Télécommunications : Djibril Ouattara plaide pour une vision africaine unifiée et présente la candidature de la Côte d'Ivoire
Le ministre Djibril Ouattara a appelé à l'unité de l'Afrique en vue de la conférence de Doha et a officialisé la candidature de la Côte d'Ivoire au Conseil de l'UIT.
Djibril Ouattara, ministre de la Transition numérique et de l’Innovation technologique, a appelé l’Afrique à consolider sa position en prélude à la Conférence mondiale des télécommunications à Doha, au Qatar, et à soutenir la candidature de la Côte d’Ivoire au Conseil de l’Union internationale des télécommunications (UIT).

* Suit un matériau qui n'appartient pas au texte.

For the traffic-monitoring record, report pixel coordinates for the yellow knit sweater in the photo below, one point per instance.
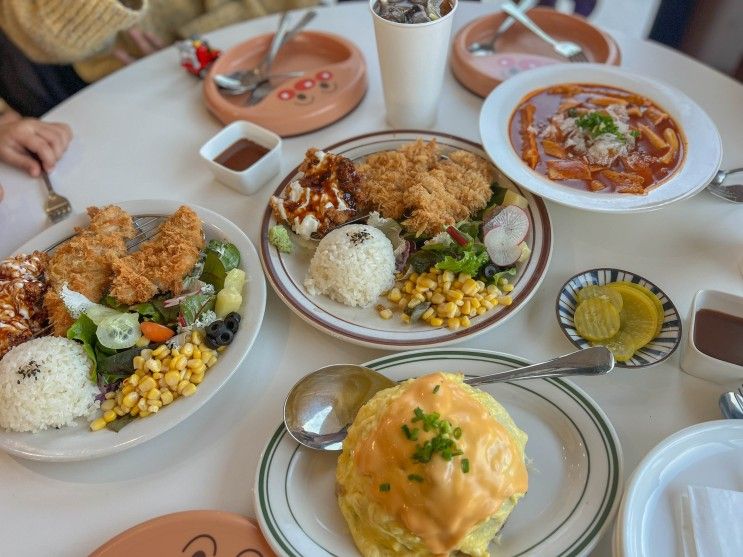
(84, 32)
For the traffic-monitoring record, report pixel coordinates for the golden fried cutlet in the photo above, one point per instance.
(162, 262)
(424, 190)
(84, 263)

Cette déclaration a été faite ce mardi 15 septembre 2026, au Radisson Blu Hôtel d’Abidjan-Port-Bouët, lors de la double cérémonie d’ouverture de la 4e et dernière Réunion préparatoire africaine pour la Conférence des plénipotentiaires 2026 (APM26-4 / PP-26) et du lancement de la 5e édition du Défi africain de l’innovation de l’UAT.

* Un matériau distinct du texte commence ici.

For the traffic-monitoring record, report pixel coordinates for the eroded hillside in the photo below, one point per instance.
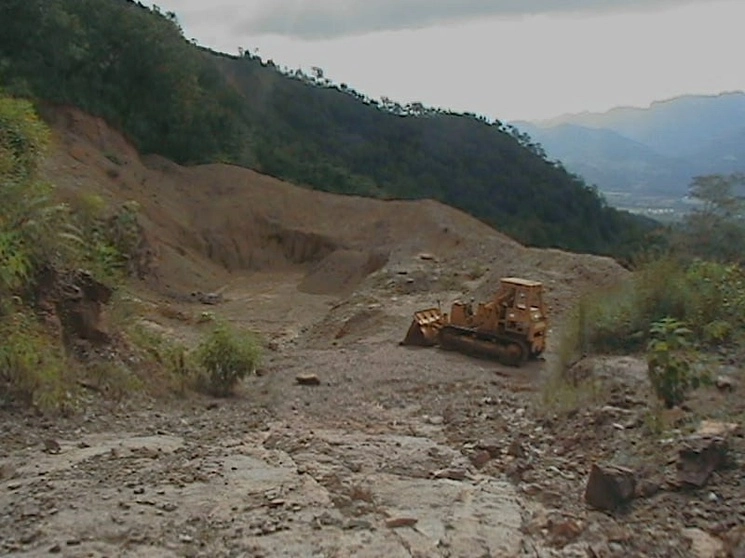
(395, 450)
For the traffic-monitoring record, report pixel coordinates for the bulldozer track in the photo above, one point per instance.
(513, 352)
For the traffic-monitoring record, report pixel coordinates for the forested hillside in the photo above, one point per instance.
(133, 66)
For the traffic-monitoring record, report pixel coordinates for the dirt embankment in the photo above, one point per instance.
(211, 222)
(398, 451)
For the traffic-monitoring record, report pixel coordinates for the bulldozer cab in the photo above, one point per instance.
(522, 294)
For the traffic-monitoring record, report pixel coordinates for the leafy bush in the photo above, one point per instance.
(673, 365)
(33, 367)
(227, 356)
(708, 296)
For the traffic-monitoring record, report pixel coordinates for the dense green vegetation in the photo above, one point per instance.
(41, 243)
(132, 66)
(684, 308)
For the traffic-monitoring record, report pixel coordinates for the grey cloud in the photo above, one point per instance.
(318, 19)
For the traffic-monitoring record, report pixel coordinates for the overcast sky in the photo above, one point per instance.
(506, 59)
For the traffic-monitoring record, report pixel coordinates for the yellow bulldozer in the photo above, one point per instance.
(510, 328)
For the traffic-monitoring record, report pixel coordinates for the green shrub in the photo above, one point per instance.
(169, 360)
(227, 356)
(33, 366)
(674, 366)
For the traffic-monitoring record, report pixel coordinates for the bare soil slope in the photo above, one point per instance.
(398, 451)
(221, 227)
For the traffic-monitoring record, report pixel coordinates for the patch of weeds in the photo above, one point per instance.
(33, 366)
(226, 356)
(675, 368)
(170, 363)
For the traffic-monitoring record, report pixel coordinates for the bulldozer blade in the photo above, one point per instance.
(424, 328)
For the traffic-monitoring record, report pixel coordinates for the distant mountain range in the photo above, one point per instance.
(651, 151)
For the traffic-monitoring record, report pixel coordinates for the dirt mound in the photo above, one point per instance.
(341, 271)
(212, 219)
(211, 224)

Il s'agit pour les délégations des pays membres de l'Union africaine des télécommunications (UAT) et les partenaires d’examiner les derniers préparatifs, de finaliser les propositions communes africaines, de définir les modalités de coordination du continent pour la conférence de Doha prévue du 9 au 27 novembre, et d’examiner les candidatures aux postes à pourvoir.
« Nous sommes désormais appelés à consolider nos acquis, à rapprocher nos positions et à dégager les orientations communes que l’Afrique entend porter », a affirmé le ministre Djibril Ouattara, président de la cérémonie. Selon lui, cette rencontre est une échéance majeure pour faire entendre la voix africaine sur les grandes questions de l’avenir numérique, notamment les mutations économiques, sociales et institutionnelles. Pour être entendue, « cette voix doit être concertée, cohérente et portée collectivement ».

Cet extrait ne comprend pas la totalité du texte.